The Maharshi case likewise involved a legislatively-created educational institution.

In Anupama College Of Engineering vs Gulshan Kumar, the Supreme Court cited an order from P.T. Koshy & Anr. v. Ellen Charitable Trust & Ors (which appears to be unpublished) that

In view of the judgment of this Court in Maharshi Dayanand University v. Surjeet Kaur [(2010) 11 SCC 159] wherein this Court placing reliance on all earlier judgments has categorically held that education is not a Signature Not Verified commodity. Educational institutions are not providing any kind of service, therefore, in matter of admission, fees etc., there cannot be a question of deficiency of service. Such matters cannot be entertained by the Consumer Forum under the Consumer Protection Act, 1986.

Given the definite policy of the NCDRC, you cannot file a complain in consumer court.
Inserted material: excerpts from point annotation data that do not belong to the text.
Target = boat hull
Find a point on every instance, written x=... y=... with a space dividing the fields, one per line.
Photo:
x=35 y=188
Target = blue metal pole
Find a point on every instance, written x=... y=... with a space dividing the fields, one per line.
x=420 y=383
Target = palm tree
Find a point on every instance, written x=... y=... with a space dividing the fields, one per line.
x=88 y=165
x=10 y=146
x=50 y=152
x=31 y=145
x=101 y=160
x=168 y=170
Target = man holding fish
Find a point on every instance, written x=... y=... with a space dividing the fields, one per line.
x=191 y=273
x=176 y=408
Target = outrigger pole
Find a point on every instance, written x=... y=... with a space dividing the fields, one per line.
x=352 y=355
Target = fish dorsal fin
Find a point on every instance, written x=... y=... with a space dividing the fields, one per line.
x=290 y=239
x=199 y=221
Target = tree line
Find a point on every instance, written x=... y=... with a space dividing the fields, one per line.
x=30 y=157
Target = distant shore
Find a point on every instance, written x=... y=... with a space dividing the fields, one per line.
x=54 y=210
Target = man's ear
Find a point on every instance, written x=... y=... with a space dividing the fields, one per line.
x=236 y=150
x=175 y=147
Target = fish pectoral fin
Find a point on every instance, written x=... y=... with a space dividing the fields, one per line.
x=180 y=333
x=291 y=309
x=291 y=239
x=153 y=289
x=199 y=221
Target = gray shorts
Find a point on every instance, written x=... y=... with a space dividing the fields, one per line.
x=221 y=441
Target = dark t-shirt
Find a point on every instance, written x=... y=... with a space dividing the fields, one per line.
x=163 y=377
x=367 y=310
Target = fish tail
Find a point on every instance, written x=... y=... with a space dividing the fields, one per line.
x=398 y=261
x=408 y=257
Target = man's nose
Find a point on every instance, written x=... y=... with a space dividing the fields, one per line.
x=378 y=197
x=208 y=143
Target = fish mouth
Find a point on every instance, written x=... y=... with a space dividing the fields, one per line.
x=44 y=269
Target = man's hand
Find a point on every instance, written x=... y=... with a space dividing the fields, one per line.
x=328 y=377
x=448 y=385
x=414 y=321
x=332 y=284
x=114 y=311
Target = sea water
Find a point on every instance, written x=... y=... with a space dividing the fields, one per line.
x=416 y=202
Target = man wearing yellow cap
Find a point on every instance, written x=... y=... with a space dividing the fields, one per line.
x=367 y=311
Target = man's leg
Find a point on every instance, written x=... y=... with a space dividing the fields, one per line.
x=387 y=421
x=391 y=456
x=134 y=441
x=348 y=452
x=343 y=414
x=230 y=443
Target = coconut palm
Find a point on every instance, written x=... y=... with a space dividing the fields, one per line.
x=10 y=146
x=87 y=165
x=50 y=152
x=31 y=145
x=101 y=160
Theoretically, you could appeal up to the Indian Supreme Court, if you can distinguish your case from the Maharshi U case. Two issues raised in that case and the Bihar case that is foundational for the later case are whether the institute is a statutory institution or a private business, and whether you are a paying customer (paying tuition, not just fees). Even the most recent NCDRC ruling leaves open a distinguishing factor, that the putative deficiency relates not to education, but to an extracurricular activity made available by the institution. I conclude that the Supreme Court of India has not made a broad ruling that "education is not a service", it has ruled more narrowly that in certain cases, a specific education-related entity is not providing a "service"

If you sue, it will be dismissed, and you will have to appeal to the highest court. You'll need to hire a good attorney to figure out if there is any realistic hope of getting further clarification.

  • can you please share any link if I can start online and during the hearing process I can hire a lawyer?
    Jul 29, 2021 at 21:18
  • then why education is listed in-service class for the intellectual property if it is not a service? so in any circumstances, any teacher can teach anything and we need to suffer that lession.